Alguém do fundo pediu silêncio. O ônibus inteiro estava quieto. Todos atentos à conversa. Ninguém dormia, como é de costume ver. Uma menina, solidária ao sofrimento, ofereceu um gole de água. Ela não aceitou. A senhora ao meu lado comentou, de novo:
- Aposto que ela saiu com outros tantos e ele ficou sabendo pelas “amigas dela” – deu uma risadinha. “Será?”, me perguntei. “Pode ser”. A cobrança era insistente, o rapaz do outro lado da linha deveria ter bons argumentos. Um cara que estava sentado na poltrona à frente da minha se virou e sussurrou:
- Se fosse comigo, eu mandava ela se catar na hora! – uma outra moça que estava em pé no corredor disse:
- Coitada! Sofrendo tanto por causa de um traste. Aposto que ele não é um santo!
Talvez, não fosse mesmo. De repente:
- Amorzinho, a bateria do meu celular vai terminar. Eu chego em casa e te ligo. Ou melhor, eu vou até tua casa. Ai, não faz isso – um choro baixo se ouviu.
“Terminou a bateria”, concluí. O motorista deu uma olhada pelo retrovisor. Todos estavam quietos. Ninguém falou mais nada. Até o término da viagem, alguns conseguiram dormir.

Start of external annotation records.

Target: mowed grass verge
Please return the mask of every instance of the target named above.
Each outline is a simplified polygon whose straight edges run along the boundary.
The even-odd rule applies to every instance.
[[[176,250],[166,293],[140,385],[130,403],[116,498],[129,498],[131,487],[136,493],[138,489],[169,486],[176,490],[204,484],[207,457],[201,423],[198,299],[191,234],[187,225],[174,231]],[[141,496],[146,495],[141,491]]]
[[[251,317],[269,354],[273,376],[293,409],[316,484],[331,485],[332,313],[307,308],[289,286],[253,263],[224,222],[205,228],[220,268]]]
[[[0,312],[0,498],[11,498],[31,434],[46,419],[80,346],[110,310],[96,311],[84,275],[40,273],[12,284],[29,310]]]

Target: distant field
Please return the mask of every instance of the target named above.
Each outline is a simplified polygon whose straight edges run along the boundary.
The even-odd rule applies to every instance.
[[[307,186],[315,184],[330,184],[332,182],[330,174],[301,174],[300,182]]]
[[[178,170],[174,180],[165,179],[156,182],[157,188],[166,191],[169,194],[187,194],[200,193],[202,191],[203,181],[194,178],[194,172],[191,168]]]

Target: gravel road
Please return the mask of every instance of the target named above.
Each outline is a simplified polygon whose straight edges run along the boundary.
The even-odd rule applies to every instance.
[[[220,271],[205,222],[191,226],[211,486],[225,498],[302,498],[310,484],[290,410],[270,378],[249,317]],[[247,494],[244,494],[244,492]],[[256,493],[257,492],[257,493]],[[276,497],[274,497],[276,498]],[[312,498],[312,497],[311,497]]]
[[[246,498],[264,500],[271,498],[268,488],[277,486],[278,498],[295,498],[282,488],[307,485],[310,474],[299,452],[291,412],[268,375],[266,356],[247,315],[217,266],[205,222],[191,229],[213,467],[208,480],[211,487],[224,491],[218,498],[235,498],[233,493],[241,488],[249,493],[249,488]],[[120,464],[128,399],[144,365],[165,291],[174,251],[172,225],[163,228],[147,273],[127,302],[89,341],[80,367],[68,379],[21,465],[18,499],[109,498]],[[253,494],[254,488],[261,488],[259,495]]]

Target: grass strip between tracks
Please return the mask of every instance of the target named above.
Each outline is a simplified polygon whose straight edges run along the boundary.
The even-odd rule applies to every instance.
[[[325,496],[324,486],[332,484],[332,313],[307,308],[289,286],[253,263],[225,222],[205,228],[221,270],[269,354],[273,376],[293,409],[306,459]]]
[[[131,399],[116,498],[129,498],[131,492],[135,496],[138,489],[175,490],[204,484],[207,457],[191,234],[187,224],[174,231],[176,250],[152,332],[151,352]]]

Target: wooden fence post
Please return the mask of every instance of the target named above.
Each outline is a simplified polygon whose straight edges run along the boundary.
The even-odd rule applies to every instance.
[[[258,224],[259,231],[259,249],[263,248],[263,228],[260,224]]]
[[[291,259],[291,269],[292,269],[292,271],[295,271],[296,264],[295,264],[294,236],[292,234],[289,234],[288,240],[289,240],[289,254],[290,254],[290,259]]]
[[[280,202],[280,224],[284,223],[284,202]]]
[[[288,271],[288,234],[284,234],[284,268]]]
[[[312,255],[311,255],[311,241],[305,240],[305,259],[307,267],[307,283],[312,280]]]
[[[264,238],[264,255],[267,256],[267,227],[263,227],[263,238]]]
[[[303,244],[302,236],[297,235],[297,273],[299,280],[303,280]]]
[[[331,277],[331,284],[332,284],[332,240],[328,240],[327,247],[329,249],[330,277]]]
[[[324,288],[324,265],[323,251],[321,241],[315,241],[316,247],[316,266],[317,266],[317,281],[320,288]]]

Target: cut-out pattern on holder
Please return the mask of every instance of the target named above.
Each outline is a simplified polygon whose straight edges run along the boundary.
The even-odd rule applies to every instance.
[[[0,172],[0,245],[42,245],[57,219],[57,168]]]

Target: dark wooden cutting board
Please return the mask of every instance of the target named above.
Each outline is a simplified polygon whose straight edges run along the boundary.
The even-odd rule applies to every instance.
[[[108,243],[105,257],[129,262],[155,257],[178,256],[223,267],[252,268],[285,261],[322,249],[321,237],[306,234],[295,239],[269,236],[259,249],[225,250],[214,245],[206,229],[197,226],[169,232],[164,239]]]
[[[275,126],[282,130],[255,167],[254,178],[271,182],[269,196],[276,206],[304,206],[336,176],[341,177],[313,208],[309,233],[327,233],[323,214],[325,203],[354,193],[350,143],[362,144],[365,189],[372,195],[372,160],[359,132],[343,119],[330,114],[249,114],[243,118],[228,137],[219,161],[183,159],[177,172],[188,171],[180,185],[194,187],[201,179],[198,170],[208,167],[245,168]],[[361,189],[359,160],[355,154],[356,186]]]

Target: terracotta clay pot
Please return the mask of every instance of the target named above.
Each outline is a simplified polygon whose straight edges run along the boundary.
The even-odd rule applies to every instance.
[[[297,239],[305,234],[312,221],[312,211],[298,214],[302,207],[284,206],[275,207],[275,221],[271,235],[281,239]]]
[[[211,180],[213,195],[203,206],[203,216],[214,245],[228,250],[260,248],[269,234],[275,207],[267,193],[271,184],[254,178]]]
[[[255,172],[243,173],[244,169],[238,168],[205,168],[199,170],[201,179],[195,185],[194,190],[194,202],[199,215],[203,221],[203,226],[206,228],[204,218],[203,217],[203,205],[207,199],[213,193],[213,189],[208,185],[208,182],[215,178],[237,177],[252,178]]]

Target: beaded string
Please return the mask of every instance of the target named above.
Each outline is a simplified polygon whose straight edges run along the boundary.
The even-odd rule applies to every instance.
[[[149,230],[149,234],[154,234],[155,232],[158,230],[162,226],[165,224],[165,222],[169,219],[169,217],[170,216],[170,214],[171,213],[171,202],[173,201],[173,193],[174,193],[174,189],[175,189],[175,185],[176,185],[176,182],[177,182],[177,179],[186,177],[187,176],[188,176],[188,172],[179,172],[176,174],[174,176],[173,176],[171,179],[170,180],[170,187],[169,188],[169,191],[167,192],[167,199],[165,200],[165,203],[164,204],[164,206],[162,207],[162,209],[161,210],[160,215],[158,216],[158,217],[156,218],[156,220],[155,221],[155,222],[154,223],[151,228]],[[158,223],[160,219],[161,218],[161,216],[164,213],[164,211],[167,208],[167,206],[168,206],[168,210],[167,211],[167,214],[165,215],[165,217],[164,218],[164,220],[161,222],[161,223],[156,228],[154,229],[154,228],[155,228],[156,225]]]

Falar ao celular é tão comum que muitas pessoas nem se dão conta onde estão para tratar de assuntos sérios. Mais que isso, até que ponto é possível invadir o espaço de audição do próximo? Difícil saber. Contudo, ao quebrar essa privacidade abre-se um leque de interpretações e até de pré-julgamentos. É a consequência por falar ao celular desrespeitando as pessoas ao seu lado. Ainda mais em um ônibus, né?
Certa vez, eu estava experimentando uma roupa em uma loja e uma mocinha se interpôs entre mim e o espelho. Para ela eu, simplesmente, não existia. Revogou meu reflexo, sem pedir licença, muito menos desculpas. É a ficção do anonimato. De tanto tratarmos os outros como invisíveis, será que nos cremos igualmente invisíveis? E, pelo jeito, inaudíveis também. O outro é apenas a figuração na história moderna do ego.